Полностью погрузив себя в медитативный транс, он вдруг почувствовал, что руки Учителя легли поверх его ладоней, бережно, словно бы обнимая. Ощутив это легчайшее прикосновение, подобное прикосновению крыла бабочки, Элиар испытал чистое, ничем не замутненное блаженство, превышающее даже блаженство жреца, воочию увидевшего свое божество. В тот же миг духовная сила Учителя заполнила его, затопила величественным прибоем. Медленно, даже не пытаясь спастись, Элиар тонул сам в себе, в огненном и ледяном океане, в почти религиозном экстазе сливаясь с ним в единое целое — или растворяясь в нем без остатка.

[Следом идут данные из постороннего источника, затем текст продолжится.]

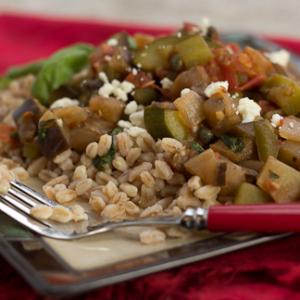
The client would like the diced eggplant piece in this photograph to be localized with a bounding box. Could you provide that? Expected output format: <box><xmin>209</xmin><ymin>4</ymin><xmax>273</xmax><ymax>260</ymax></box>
<box><xmin>261</xmin><ymin>74</ymin><xmax>300</xmax><ymax>115</ymax></box>
<box><xmin>278</xmin><ymin>141</ymin><xmax>300</xmax><ymax>170</ymax></box>
<box><xmin>38</xmin><ymin>119</ymin><xmax>70</xmax><ymax>159</ymax></box>
<box><xmin>171</xmin><ymin>66</ymin><xmax>210</xmax><ymax>98</ymax></box>
<box><xmin>233</xmin><ymin>182</ymin><xmax>272</xmax><ymax>204</ymax></box>
<box><xmin>210</xmin><ymin>138</ymin><xmax>254</xmax><ymax>163</ymax></box>
<box><xmin>69</xmin><ymin>115</ymin><xmax>115</xmax><ymax>151</ymax></box>
<box><xmin>257</xmin><ymin>156</ymin><xmax>300</xmax><ymax>203</ymax></box>
<box><xmin>254</xmin><ymin>119</ymin><xmax>279</xmax><ymax>161</ymax></box>
<box><xmin>174</xmin><ymin>91</ymin><xmax>205</xmax><ymax>132</ymax></box>
<box><xmin>89</xmin><ymin>95</ymin><xmax>125</xmax><ymax>123</ymax></box>
<box><xmin>279</xmin><ymin>116</ymin><xmax>300</xmax><ymax>142</ymax></box>
<box><xmin>230</xmin><ymin>122</ymin><xmax>255</xmax><ymax>140</ymax></box>
<box><xmin>144</xmin><ymin>105</ymin><xmax>188</xmax><ymax>140</ymax></box>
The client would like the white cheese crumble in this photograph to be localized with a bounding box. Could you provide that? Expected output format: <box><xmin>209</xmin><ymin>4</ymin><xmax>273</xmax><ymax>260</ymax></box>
<box><xmin>180</xmin><ymin>88</ymin><xmax>192</xmax><ymax>97</ymax></box>
<box><xmin>160</xmin><ymin>77</ymin><xmax>173</xmax><ymax>89</ymax></box>
<box><xmin>98</xmin><ymin>72</ymin><xmax>135</xmax><ymax>102</ymax></box>
<box><xmin>237</xmin><ymin>97</ymin><xmax>261</xmax><ymax>123</ymax></box>
<box><xmin>118</xmin><ymin>120</ymin><xmax>132</xmax><ymax>128</ymax></box>
<box><xmin>50</xmin><ymin>97</ymin><xmax>79</xmax><ymax>109</ymax></box>
<box><xmin>204</xmin><ymin>81</ymin><xmax>229</xmax><ymax>97</ymax></box>
<box><xmin>199</xmin><ymin>17</ymin><xmax>211</xmax><ymax>35</ymax></box>
<box><xmin>271</xmin><ymin>114</ymin><xmax>283</xmax><ymax>128</ymax></box>
<box><xmin>124</xmin><ymin>101</ymin><xmax>138</xmax><ymax>115</ymax></box>
<box><xmin>129</xmin><ymin>110</ymin><xmax>145</xmax><ymax>128</ymax></box>
<box><xmin>265</xmin><ymin>49</ymin><xmax>291</xmax><ymax>67</ymax></box>
<box><xmin>107</xmin><ymin>38</ymin><xmax>118</xmax><ymax>47</ymax></box>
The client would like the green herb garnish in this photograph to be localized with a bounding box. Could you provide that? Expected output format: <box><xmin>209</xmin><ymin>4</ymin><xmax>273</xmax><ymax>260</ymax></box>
<box><xmin>32</xmin><ymin>44</ymin><xmax>94</xmax><ymax>105</ymax></box>
<box><xmin>191</xmin><ymin>142</ymin><xmax>204</xmax><ymax>154</ymax></box>
<box><xmin>220</xmin><ymin>134</ymin><xmax>245</xmax><ymax>153</ymax></box>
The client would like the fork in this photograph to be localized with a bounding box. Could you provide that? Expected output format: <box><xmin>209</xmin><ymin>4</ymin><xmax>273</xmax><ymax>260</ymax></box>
<box><xmin>0</xmin><ymin>181</ymin><xmax>300</xmax><ymax>240</ymax></box>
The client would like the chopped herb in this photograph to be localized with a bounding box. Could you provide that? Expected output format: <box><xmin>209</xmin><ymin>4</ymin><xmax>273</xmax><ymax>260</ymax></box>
<box><xmin>269</xmin><ymin>170</ymin><xmax>280</xmax><ymax>179</ymax></box>
<box><xmin>220</xmin><ymin>134</ymin><xmax>245</xmax><ymax>153</ymax></box>
<box><xmin>191</xmin><ymin>142</ymin><xmax>204</xmax><ymax>154</ymax></box>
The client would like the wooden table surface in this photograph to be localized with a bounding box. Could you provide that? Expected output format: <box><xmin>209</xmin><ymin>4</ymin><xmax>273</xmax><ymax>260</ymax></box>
<box><xmin>0</xmin><ymin>0</ymin><xmax>300</xmax><ymax>37</ymax></box>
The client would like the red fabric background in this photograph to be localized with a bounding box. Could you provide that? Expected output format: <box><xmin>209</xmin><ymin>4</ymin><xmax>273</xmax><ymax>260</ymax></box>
<box><xmin>0</xmin><ymin>14</ymin><xmax>300</xmax><ymax>300</ymax></box>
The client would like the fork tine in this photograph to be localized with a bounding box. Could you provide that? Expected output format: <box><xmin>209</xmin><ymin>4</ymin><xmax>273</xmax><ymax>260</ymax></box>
<box><xmin>10</xmin><ymin>181</ymin><xmax>56</xmax><ymax>207</ymax></box>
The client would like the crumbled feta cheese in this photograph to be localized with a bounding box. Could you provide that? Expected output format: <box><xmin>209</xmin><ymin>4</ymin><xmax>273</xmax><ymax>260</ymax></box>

Разницы не было: противоположности стали одним. Мгновение растянулось, а может, бесконечно зациклилось. И вновь и вновь он уходил под воду и бесследно исчезал в величественной бездне, которую сам, добровольно впустил в себя, и в этой непрекращающейся гибели крылось запредельное, невыносимое, непостижимое блаженство. Мир перевернулся вверх дном, но страха не было — теперь нет.
Больше не было ничего: чужое солнце поднялось по духовным меридианам и взошло у него в груди, выжигая все, что таилось в сердце. Разум захлестнуло алым сиянием — и опрокинуло в пучину безмыслия.
И он падал, бесконечно долго падал в это огромное красное солнце и никак не мог достигнуть его. Но достигнуть хотелось, хотелось мучительно — и если не утонуть в нем, то хотя бы благоговейно коснуться самыми кончиками пальцев… Это желание стало единственным смыслом, единственной целью его существования.
Поглощение произошло. Человек даже не отследил тот момент, после которого личность его перестала существовать.